Eine ähnliche Karte etwa entstand in einem anderen Projekt aufgrund von Daten ausgewählter Reden von Barack Obama und Donald Trump. Barack Obama spricht etwa mehr von «opportunity» oder «education», während Donald Trump davon eher weiter weg ist und eher über China und Deals spricht, und wer ihm alle angerufen haben. «Peace and Prosperity» als Vision versprechen natürlich beide.
Nun rein technisch gefragt – wie entsteht so eine konzeptuelle Karte? Die Verbindungen stellen die Distanzen zwischen den Konzepten dar, nehme ich an – mit welcher Methode bestimmen Sie denn die Ähnlichkeiten?
[GS] Es handelt sich um eine Methode der distributionellen Semantik: Man lernt aus dem Kontext. D.h. dass Wörter, die einen ähnlichen Kontext haben, auch semantisch ähnlich sind. Gerade bei grossen Textmengen führt so ein Ansatz zu guten Ergebnissen. Es gibt da verschiedene Methoden, um dies zu bestimmen – gemeinsam ist ihnen jedoch der kontextuelle Ansatz.
In diesem konkreten Beispiel wurde mit Kernel Density Estimation gearbeitet. Man zerlegt dafür den Korpus zunächst in kleine Teile – hier waren es etwas 2000. Für jedes Wort prüft man dann, wie das gemeinsame Auftreten in den 2000 «Teilen» ist. Wörter, die sehr häufig miteinander auftreten, kommen dann das Modell. Dabei werden nicht die absoluten Zahlen verwendet, sondern Kernel-Funktionen gleichen die Zahlen etwas aus. Daraus kann schliesslich die Distanz zwischen den einzelnen Konzepten berechnet werden. In diesem Prozess entsteht ein sehr hochdimensionales Gebäude, das für die Visualisierung auf 2D reduziert werden muss, um es plotten zu können. Da dies immer eine Vereinfachung und Approximierung ist, braucht es immer die Interpretation.
Wie wichtig ist es für Ihre Aufgabe, dass Sie einen breiten disziplinären Hintergrund haben?

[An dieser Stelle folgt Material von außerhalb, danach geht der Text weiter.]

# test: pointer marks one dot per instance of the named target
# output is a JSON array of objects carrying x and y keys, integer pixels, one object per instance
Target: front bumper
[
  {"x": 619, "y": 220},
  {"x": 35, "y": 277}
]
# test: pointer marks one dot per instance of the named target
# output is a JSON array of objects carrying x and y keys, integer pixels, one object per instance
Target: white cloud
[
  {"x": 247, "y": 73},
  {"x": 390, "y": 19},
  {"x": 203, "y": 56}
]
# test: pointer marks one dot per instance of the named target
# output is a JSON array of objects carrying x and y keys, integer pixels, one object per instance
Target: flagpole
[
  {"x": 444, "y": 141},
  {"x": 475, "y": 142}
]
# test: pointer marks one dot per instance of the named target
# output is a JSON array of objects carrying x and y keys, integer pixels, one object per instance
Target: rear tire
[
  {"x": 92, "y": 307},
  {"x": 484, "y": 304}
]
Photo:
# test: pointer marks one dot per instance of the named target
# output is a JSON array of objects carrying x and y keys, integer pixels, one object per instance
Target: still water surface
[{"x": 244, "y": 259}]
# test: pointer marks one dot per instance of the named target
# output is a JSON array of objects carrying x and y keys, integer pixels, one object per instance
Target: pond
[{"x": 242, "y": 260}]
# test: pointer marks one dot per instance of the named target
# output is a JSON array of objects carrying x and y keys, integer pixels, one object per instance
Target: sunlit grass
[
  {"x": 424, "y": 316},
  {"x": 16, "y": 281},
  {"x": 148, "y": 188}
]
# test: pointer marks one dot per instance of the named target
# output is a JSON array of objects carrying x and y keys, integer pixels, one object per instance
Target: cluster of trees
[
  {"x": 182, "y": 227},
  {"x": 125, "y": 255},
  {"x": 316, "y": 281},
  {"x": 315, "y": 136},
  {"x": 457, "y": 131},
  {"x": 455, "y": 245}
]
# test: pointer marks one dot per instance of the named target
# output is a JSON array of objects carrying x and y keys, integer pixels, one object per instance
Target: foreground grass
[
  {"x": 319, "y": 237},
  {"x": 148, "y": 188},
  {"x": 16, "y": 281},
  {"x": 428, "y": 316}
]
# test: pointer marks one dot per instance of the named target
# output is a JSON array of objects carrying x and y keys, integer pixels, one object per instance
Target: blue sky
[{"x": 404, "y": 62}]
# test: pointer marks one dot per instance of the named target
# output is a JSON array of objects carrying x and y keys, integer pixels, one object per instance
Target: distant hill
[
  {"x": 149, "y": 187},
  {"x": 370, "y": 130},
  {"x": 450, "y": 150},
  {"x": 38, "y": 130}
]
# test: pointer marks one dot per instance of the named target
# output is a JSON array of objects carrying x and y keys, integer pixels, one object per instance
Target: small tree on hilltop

[TE] Man darf nicht denken, dass die Texttechnologie das «Wunderheilmittel» für alle Probleme ist. In einer Beratung geben wir immer eine realistische Einschätzung darüber ab, was möglich ist und was nicht.
Daher ist die Frage sehr relevant. Man muss einen gemeinsamen Weg zwischen der computerlinguistischen und der inhaltlichen Seite finden. Es ist wichtig, dass wir beide durch unseren Werdegang viele Disziplinen abdecken und schon in vielen verschiedenen Bereichen mitgearbeitet haben.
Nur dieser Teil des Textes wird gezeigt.